In fact, that possible lake monster was still on Dipper's list of anomalies to investigate, only just not very high up on the list.
"Party games," Mabel mused. "What would be good party games?" Finding her inner Dipperness, she made a list: Heads Up, where someone holds up a card with the name of a celebrity on it—not being able to see it, it's pressed to their forehead—and the others give the card holder one-word clues until time runs out or the cardholder guesses whose name is on the card. Telephone, where someone writes a description of something—Frodo Baggins fighting a giant spider, for example—on the first page, passes it to the next person who reads and flips the description, then draws the scene on the next page, passes it to the next person, who studies the picture and then writes his or her interpretation down—"Someone giving a stick to a bear"—and passing it to the next player, who draws another picture, and on goes the game. Hilarity ensues. Six or seven others.

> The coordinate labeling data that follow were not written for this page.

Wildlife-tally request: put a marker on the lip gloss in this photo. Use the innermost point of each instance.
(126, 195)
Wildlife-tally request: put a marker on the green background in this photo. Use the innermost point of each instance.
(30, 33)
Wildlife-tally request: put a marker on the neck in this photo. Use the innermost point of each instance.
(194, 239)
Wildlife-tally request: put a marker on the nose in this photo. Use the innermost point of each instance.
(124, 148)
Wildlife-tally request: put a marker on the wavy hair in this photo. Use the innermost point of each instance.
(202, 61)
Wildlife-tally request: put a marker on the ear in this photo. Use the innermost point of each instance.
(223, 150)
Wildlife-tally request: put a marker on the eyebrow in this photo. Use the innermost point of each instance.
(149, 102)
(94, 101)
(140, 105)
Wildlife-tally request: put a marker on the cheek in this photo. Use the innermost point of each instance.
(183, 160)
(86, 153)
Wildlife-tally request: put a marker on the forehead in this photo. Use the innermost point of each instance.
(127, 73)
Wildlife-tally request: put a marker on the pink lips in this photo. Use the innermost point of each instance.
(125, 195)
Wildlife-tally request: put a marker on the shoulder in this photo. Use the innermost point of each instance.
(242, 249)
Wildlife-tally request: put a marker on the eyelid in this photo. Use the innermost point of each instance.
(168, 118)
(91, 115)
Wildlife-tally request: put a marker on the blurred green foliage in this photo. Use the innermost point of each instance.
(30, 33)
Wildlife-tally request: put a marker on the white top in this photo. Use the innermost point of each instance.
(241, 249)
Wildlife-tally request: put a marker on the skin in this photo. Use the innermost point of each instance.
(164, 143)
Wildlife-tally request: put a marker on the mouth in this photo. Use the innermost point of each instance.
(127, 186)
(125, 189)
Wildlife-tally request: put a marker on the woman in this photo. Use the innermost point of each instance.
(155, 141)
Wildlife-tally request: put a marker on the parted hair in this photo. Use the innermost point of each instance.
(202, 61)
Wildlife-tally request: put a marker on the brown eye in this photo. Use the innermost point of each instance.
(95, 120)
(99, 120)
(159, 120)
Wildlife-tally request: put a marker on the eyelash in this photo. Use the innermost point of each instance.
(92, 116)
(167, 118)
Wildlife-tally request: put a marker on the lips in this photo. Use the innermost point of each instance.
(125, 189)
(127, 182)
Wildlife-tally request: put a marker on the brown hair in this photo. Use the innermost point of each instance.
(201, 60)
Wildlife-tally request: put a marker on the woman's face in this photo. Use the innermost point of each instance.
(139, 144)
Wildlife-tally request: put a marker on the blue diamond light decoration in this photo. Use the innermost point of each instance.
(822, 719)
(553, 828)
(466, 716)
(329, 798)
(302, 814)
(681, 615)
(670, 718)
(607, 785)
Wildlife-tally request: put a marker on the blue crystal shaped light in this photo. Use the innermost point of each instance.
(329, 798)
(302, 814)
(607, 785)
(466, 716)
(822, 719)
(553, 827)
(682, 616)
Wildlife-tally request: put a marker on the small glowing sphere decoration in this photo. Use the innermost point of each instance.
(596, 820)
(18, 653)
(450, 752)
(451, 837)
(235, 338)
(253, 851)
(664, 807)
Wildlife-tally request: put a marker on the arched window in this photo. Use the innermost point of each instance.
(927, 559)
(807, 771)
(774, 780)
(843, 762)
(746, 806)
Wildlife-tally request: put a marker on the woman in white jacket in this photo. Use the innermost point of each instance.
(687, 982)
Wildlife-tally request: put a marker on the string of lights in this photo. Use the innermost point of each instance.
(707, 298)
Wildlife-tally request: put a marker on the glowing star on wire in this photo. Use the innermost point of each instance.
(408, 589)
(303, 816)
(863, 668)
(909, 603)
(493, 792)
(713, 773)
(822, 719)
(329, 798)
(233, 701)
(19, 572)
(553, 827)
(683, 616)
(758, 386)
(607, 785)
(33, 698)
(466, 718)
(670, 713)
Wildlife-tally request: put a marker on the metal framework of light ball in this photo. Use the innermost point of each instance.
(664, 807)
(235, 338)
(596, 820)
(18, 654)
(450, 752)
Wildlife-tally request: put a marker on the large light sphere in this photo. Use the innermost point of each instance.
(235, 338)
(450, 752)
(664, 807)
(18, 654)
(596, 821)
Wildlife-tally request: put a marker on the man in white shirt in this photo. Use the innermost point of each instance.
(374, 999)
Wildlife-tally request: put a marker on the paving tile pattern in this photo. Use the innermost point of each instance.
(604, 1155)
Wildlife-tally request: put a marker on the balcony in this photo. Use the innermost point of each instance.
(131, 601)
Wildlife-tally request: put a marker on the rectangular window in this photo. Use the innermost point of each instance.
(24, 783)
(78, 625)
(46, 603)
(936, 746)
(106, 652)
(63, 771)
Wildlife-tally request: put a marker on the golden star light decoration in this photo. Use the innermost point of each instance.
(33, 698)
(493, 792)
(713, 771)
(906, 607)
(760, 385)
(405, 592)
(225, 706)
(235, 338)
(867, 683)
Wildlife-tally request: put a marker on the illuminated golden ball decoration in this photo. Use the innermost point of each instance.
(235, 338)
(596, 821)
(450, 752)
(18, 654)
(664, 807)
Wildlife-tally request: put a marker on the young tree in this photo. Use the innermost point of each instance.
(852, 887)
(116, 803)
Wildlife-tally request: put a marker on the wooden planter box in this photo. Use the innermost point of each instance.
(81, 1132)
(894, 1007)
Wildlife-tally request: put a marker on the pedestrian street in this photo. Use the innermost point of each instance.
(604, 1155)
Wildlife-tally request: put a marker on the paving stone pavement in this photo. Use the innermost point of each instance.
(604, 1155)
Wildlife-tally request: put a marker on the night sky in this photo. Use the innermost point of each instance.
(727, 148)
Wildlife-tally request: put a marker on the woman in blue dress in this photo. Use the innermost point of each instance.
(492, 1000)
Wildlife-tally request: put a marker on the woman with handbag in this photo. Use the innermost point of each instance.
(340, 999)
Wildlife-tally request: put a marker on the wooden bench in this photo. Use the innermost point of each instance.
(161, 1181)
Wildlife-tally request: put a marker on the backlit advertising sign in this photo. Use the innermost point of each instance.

"This party," Mabel murmured with glee, "is gonna be—what did Wendy use to say? Off the chain!"
And in their bedroom, Mrs. Pines was saying, "I still think we should have Stanley and Stanford and their wives come here for Thanksgiving."
"You'll give them a great Christmas dinner," Alex Pines said, yawning. "That's enough. Come on, Wanda. Dipper and Mabel love Gravity Falls. Let them have this."
"Yes, and then they'll want to go back up there after Christmas, but Stanley and Stanford will be off on vacations."
"They have other friends," Alex pointed out. "The McGuckets are really nice people, and they say the kids can stay there any time they want to. Soos and Melody would always welcome them—their kids love Mabel."
"I don't understand why Dipper can't make close friends here, the way he's done way up there," Wanda fretted. "I worry about him."
"Honey," Alex said, "being away from home let him get a fresh start. He's always been shy. Kind of timid about making friends. Best thing that ever happened to him, that summer we first sent them up. He blossomed."
"I know," she said. "And I don't begrudge him the music lessons or the track team or even his writing the books. I have to admit, it's a fun read. I see why kids like it. But—he used to be so serious about everything. Now he's more like Mabel."
"Good for him," Alex, who—if we're being truthful—had always favored Mabel, said. "I remember when I worried because Mason was so paranoid. I mean, seriously. He got bullied so much in elementary school, he started to look on everybody as a threat. If you ask me, he took things way too seriously back then. I wouldn't say he's laid back even now, but at least he's not as high-strung and anxious as he was."
"I suppose that's good," she agreed. She sighed. "Am I a bad mother?"
"No," Alex said, pulling her close and kissing her. "You're just trying to avoid the mistakes your mother made. I do the same thing. My dad was sort of like Uncle Ford, very earnest and without much humor. I loved him, but, you know, he was all business-like. Now that I'm a father, I want to be more fun with my kids. I go too far sometimes, I know that. And so do you, honey."
"I guess I do," Wanda said. "I'm trying to be more supportive of Dipper, though. And more tolerant of Mabel." After moments of silence, she added quietly, "I do love them."
"I know you do," Alex told her. He kissed her again.
And that led to more demonstrations of affection.